Why do function generators and class generators behave differently? I mean, with class generators I can use generator as many times as I want, but with function generators, I can only use it once? Why so?
def f_counter(low,high):
counter=low
while counter<=high:
yield counter
counter+=1
class CCounter(object):
def __init__(self, low, high):
self.low = low
self.high = high
def __iter__(self):
counter = self.low
while self.high >= counter:
yield counter
counter += 1
f_gen=f_counter(5,10)
for i in f_gen:
print(i,end=' ')
print('\n')
for j in f_gen:
print(j,end=' ') #no output
print('\n')
c_gen=CCounter(5,10)
for i in c_gen:
print(i,end=' ')
print('\n')
for j in c_gen:
print(j,end=' ')
Generator Functions are memory efficient, as they save a lot of memory while using generators. A normal function will return a sequence of items, but before giving the result, it creates a sequence in memory and then gives us the result, whereas the generator function produces one output at a time.
Python generators are a simple way of creating iterators. All the work we mentioned above are automatically handled by generators in Python. Simply speaking, a generator is a function that returns an object (iterator) which we can iterate over (one value at a time).

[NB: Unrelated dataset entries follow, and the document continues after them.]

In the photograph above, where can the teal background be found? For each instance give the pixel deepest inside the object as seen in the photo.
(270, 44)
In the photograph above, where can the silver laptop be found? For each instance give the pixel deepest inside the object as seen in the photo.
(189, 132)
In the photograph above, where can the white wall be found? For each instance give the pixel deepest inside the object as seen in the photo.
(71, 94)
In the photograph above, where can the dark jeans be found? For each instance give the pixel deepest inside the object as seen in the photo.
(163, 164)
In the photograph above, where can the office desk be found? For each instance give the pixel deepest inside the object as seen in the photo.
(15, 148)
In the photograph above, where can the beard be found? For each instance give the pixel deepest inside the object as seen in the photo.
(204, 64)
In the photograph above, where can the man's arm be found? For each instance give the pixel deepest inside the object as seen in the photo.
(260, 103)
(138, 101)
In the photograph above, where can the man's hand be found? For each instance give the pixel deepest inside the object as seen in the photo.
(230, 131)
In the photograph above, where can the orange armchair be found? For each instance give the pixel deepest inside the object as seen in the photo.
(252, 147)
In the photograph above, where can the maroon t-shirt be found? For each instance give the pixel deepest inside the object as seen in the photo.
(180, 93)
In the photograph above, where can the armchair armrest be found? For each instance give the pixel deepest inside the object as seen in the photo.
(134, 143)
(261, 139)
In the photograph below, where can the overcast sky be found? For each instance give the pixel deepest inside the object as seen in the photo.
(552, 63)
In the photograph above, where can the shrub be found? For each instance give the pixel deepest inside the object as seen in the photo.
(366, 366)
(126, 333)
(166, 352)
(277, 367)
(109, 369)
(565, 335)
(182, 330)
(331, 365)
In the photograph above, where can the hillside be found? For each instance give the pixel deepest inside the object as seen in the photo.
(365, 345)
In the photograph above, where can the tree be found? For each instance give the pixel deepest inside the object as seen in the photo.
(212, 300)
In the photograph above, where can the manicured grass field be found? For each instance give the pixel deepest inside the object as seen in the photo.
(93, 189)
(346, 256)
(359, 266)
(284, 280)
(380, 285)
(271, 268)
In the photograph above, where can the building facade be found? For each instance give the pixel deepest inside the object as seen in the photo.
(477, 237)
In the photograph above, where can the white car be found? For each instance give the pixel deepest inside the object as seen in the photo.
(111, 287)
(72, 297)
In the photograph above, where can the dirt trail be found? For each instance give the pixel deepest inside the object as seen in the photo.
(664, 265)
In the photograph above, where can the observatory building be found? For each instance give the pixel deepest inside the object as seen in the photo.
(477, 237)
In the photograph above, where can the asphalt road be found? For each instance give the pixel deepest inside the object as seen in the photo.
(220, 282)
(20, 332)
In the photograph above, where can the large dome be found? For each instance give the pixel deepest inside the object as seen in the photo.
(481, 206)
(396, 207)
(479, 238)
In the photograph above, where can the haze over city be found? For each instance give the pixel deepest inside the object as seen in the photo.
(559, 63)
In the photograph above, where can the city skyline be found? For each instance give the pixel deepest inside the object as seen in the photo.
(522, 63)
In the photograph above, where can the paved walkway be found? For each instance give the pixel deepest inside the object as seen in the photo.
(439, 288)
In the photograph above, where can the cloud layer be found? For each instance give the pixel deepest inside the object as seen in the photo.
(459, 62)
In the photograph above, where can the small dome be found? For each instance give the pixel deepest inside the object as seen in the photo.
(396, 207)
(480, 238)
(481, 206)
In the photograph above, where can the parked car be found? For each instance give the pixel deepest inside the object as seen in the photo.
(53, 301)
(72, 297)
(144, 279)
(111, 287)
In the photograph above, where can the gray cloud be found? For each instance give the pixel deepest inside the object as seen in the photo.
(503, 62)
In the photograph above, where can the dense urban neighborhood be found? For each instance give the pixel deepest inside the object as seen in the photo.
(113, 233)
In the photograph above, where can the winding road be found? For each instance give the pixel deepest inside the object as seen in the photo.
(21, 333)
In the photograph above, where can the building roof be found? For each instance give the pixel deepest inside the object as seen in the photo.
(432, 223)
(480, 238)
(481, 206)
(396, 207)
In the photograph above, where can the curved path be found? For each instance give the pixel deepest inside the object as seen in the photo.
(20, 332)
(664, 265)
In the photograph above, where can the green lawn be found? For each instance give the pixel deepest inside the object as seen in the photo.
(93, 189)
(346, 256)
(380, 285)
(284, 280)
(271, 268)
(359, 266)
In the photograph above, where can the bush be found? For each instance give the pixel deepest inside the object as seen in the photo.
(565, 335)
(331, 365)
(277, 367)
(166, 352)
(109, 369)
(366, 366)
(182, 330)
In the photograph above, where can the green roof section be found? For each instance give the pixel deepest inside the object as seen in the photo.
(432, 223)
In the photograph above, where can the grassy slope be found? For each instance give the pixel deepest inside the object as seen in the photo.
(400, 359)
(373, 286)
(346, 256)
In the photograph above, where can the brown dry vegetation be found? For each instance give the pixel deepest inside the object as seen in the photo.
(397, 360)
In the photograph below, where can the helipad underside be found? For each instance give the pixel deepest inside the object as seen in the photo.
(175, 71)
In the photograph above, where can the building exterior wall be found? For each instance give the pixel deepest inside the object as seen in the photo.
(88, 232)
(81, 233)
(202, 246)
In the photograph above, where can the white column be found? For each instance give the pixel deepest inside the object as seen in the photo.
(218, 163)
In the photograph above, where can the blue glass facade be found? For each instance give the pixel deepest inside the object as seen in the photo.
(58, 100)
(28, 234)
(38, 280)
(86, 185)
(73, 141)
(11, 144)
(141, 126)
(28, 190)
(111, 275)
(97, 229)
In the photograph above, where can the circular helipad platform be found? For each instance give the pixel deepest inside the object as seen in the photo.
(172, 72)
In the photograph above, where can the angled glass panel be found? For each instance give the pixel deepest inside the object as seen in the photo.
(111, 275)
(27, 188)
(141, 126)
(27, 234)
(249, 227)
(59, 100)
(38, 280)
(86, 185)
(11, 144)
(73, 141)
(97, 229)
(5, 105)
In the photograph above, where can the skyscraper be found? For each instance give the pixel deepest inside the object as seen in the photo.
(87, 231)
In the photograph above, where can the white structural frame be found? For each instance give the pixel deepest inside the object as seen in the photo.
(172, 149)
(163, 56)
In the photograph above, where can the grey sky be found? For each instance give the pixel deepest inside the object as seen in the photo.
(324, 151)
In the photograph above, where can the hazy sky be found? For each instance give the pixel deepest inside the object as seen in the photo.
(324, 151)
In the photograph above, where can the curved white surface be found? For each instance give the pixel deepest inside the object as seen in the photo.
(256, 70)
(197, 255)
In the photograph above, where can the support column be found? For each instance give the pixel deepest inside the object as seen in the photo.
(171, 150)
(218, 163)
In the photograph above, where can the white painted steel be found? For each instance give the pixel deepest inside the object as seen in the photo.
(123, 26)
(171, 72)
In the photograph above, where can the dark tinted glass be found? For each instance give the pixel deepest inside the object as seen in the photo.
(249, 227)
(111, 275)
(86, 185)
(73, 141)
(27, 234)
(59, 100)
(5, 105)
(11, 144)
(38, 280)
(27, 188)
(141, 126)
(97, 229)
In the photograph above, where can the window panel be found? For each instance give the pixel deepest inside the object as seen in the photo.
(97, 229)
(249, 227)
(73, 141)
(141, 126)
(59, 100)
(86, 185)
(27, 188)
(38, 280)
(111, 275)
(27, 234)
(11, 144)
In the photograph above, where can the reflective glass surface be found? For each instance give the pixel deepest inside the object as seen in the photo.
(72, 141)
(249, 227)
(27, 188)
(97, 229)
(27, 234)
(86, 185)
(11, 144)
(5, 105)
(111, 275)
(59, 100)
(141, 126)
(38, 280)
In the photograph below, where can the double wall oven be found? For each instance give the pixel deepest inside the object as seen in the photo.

Iterators are the objects that use the next() method to get the next value of the sequence. A generator is a function that produces or yields a sequence of values using a yield statement. Classes are used to Implement the iterators. Functions are used to implement the generator.
Generators are great when you encounter problems that require you to read from a large dataset. Reading from a large dataset indirectly means our computer or server would have to allocate memory for it. The only condition to remember is that a Generator can only be iterated once.
Calling the f_gen()
function produces an iterator (specifically, a generator iterator). Iterators can only ever be looped over once. Your class is not an iterator, it is instead an iterable, an object that can produce any number of iterators.
Your class produces a new generator iterator each time you use for
, because for
applies the iter()
function on the object you pass in, which in turn calls object.__iter__()
, which in your implementation returns a new generator iterator each time it is called.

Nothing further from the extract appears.